Staff and students at a cash-strapped private university in Estonia have rejected a rescue plan put forward by its founder and former rector and have organised one of their own.
Concordia International University has debts of 37 million kroon (£1.7 million), including 11 million kroon owed to the Estonian tax board.
Under the plan put forward by its founder and former rector, Mart Susi, the university's assets, including the name Concordia, intellectual property, licences, accreditation and teaching programmes would be taken over by private university Academy Nord. This would pay off half of CIU's debts.
Staff and students had already set up a non-profit-making organisation, the Concordia Academic Community (CAC), when Mr Susi resigned as rector in March, leaving electricity and rent bills unpaid. Classes had to be held by candlelight, and in mid-April they were transferred to makeshift premises.

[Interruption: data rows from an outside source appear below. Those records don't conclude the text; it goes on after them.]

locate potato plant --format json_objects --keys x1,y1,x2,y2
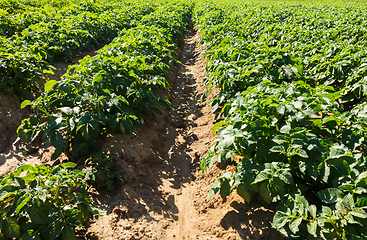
[
  {"x1": 17, "y1": 2, "x2": 190, "y2": 159},
  {"x1": 194, "y1": 1, "x2": 367, "y2": 239},
  {"x1": 0, "y1": 162, "x2": 105, "y2": 240}
]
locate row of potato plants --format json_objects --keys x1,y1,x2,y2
[
  {"x1": 0, "y1": 1, "x2": 112, "y2": 37},
  {"x1": 17, "y1": 1, "x2": 191, "y2": 159},
  {"x1": 0, "y1": 0, "x2": 72, "y2": 14},
  {"x1": 194, "y1": 1, "x2": 367, "y2": 239},
  {"x1": 0, "y1": 0, "x2": 155, "y2": 99},
  {"x1": 0, "y1": 1, "x2": 192, "y2": 240}
]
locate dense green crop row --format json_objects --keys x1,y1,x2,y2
[
  {"x1": 18, "y1": 2, "x2": 190, "y2": 159},
  {"x1": 0, "y1": 2, "x2": 154, "y2": 99},
  {"x1": 0, "y1": 1, "x2": 192, "y2": 240},
  {"x1": 195, "y1": 1, "x2": 367, "y2": 239}
]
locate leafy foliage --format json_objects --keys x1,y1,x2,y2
[
  {"x1": 0, "y1": 162, "x2": 104, "y2": 240},
  {"x1": 195, "y1": 1, "x2": 367, "y2": 239},
  {"x1": 85, "y1": 151, "x2": 124, "y2": 191},
  {"x1": 17, "y1": 3, "x2": 190, "y2": 159}
]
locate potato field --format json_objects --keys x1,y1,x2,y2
[{"x1": 0, "y1": 0, "x2": 367, "y2": 240}]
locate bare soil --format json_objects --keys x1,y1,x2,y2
[{"x1": 0, "y1": 23, "x2": 283, "y2": 240}]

The media studies exams were held in a bar.
CAC came to an arrangement with another private university, Audentes Mainor. This allowed CAC academics to be paid and a graduation ceremony to be held in May. Temporary premises for the summer term and the next academic year have been rented in the conference centre of Tallinn's Central Hotel.
Mr Susi said that the CAC was acting illegally and that Concordia was the registered trade name of the establishment he had founded. He said that if the CAC continued to use it, Academy Nord would sue for infringement.